Bundle Configuration:
- Target: Node.js
- Module Format: ESM
- Includes source maps
- Preserves path resolution

Project Structure

src/
├── index.ts              # Main exports
├── TokenCleaner.ts       # Code cleaning and redaction
├── MarkdownGenerator.ts  # Markdown generation logic
├── cli.ts               # CLI implementation
├── fileExclusions.ts    # File exclusion patterns
└── fileTypeExclusions.ts # File type exclusions

Dependencies

{
  "dependencies": {
    "llama3-tokenizer-js": "^1.0.0",
    "micromatch": "^4.0.8"
  },
  "peerDependencies": {
    "node": ">=14.0.0"
  },
  "devDependencies": {
    "@eslint/js": "^9.14.0",
    "eslint": "^9.14.0",
    "globals": "^15.12.0",
    "prettier": "^3.3.3",
    "bun": "latest",
    "@types/bun": "latest",
    "@types/node": "^22.9.1",
    "@types/micromatch": "^4.0.9"
  }
}

Development

This project uses bun for its toolchain.
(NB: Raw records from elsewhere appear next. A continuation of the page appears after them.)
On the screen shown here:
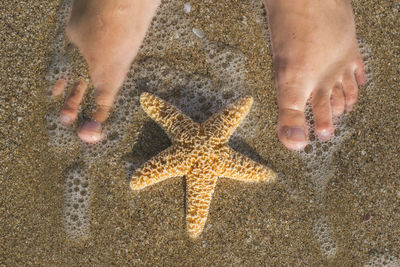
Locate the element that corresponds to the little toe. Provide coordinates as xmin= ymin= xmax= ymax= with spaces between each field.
xmin=277 ymin=108 xmax=308 ymax=151
xmin=77 ymin=120 xmax=104 ymax=144
xmin=342 ymin=71 xmax=359 ymax=112
xmin=59 ymin=79 xmax=87 ymax=125
xmin=354 ymin=61 xmax=367 ymax=86
xmin=312 ymin=89 xmax=334 ymax=141
xmin=330 ymin=84 xmax=345 ymax=118
xmin=52 ymin=77 xmax=68 ymax=97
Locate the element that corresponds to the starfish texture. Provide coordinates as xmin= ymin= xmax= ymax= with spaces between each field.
xmin=130 ymin=92 xmax=277 ymax=238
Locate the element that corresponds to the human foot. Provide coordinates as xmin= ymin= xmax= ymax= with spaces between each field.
xmin=264 ymin=0 xmax=366 ymax=150
xmin=52 ymin=0 xmax=160 ymax=143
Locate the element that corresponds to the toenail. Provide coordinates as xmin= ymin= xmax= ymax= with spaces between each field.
xmin=82 ymin=121 xmax=102 ymax=134
xmin=78 ymin=121 xmax=103 ymax=143
xmin=60 ymin=114 xmax=71 ymax=125
xmin=283 ymin=126 xmax=306 ymax=142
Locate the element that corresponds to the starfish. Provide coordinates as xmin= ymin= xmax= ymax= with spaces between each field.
xmin=130 ymin=92 xmax=277 ymax=238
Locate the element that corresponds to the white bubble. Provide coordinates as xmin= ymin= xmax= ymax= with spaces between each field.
xmin=63 ymin=166 xmax=91 ymax=240
xmin=300 ymin=102 xmax=353 ymax=197
xmin=203 ymin=40 xmax=246 ymax=88
xmin=364 ymin=253 xmax=400 ymax=267
xmin=45 ymin=111 xmax=77 ymax=153
xmin=46 ymin=0 xmax=73 ymax=85
xmin=184 ymin=2 xmax=191 ymax=14
xmin=312 ymin=218 xmax=337 ymax=258
xmin=192 ymin=28 xmax=205 ymax=38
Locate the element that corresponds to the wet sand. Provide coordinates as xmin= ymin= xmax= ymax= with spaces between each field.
xmin=1 ymin=0 xmax=399 ymax=265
You should be able to use whatever you want as a consumer of the library.

Building

npm run build

Testing

npm test

Linting and Formatting

# Lint
npm run lint

# Fix linting issues
npm run lint:fix

# Format code
npm run format

# Fix all (format + lint)
npm run fix

Extending

Adding Custom Patterns

const generator = new MarkdownGenerator({
  customPatterns: [{ regex: /TODO:/g, replacement: '' }],
  customSecretPatterns: [{ regex: /mySecret/g, replacement: '[REDACTED]' }],
});

Configuration Options

interface MarkdownGeneratorOptions {
  dir?: string;               // Project directory
  outputFilePath?: string;    // Output markdown file path
  fileTypeExclusions?: Set<string>;  // File types to exclude
  fileExclusions?: string[];  // File patterns to exclude
  customPatterns?: Record<string, any>;  // Custom cleaning patterns
  customSecretPatterns?: Record<string, any>;  // Custom redaction patterns
  verbose?: boolean;          // Enable verbose logging
}

Contributing

Fork the repository
Create a feature branch
Commit your changes
Push to the branch
Open a Pull Request

Contribution Guidelines

Write TypeScript code following the project's style
Include appropriate error handling
Add documentation for new features
Include tests for new functionality
Update the README for significant changes

License

Note

This tool requires a git repository to function properly.